Memoirs and Faulty Memory
Apparently not. She was all white, grew up in a posh part of LA, never lived with a foster family, never did drugs, and never ran with gangs. The 33-year-old Margaret Seltzer admitted all when her sister, who saw a piece in the Times, dropped a dime:
“For whatever reason, I was really torn and I thought it was my opportunity to put a voice to people who people don’t listen to,” Ms. Seltzer said. “I was in a position where at one point people said you should speak for us because nobody else is going to let us in to talk. Maybe it’s an ego thing — I don’t know. I just felt that there was good that I could do and there was no other way that someone would listen to it.”No, the details were taken from people she had met while supposedly working to reduce gang violence in LA. Yup, putting a voice to people is important, particularly when you're getting a significant advance to do so and, presumably, not sharing it.
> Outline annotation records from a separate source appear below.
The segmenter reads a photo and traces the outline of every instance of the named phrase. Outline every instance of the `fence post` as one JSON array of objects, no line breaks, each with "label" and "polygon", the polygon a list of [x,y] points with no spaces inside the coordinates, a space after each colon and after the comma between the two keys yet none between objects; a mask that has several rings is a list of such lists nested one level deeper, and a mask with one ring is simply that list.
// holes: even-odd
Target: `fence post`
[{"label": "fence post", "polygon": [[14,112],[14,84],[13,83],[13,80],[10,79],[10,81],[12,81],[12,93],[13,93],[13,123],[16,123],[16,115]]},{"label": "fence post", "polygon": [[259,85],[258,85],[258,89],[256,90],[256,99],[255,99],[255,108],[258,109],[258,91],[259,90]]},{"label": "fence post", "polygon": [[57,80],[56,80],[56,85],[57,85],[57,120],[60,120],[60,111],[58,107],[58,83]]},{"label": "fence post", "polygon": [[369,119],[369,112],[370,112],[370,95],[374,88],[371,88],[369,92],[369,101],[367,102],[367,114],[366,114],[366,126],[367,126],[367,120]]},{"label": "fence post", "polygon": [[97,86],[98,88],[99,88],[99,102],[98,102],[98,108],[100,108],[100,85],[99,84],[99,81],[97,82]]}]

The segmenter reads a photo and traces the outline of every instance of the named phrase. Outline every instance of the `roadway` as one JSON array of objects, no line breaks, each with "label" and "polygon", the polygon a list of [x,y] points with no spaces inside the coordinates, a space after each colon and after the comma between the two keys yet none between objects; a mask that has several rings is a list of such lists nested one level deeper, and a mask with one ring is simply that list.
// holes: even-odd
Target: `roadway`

Aren't there giveaways, other than wanting to use a pseudonym and then be willing to have your photograph taken? The writing seemed to telegraph to some critics that something was going on:
Writing in The Times, Michiko Kakutani praised the “humane and deeply affecting memoir,” but noted that some of the scenes “can feel self-consciously novelistic at times.” In Entertainment Weekly, Vanessa Juarez wrote that “readers may wonder if Jones embellishes the dialogue” but went on to extol the “powerful story of resilience and unconditional love.”I know that book publishers are short-staffed - got to wring out every last penny for the corporate owners, after all - but, really, couldn't they invest in a fact checker to make even a cursory inquiry? Let's see: $30,000 to save many times that number and enough embarrassment to fill a small stadium. Seems like a smart investment to me.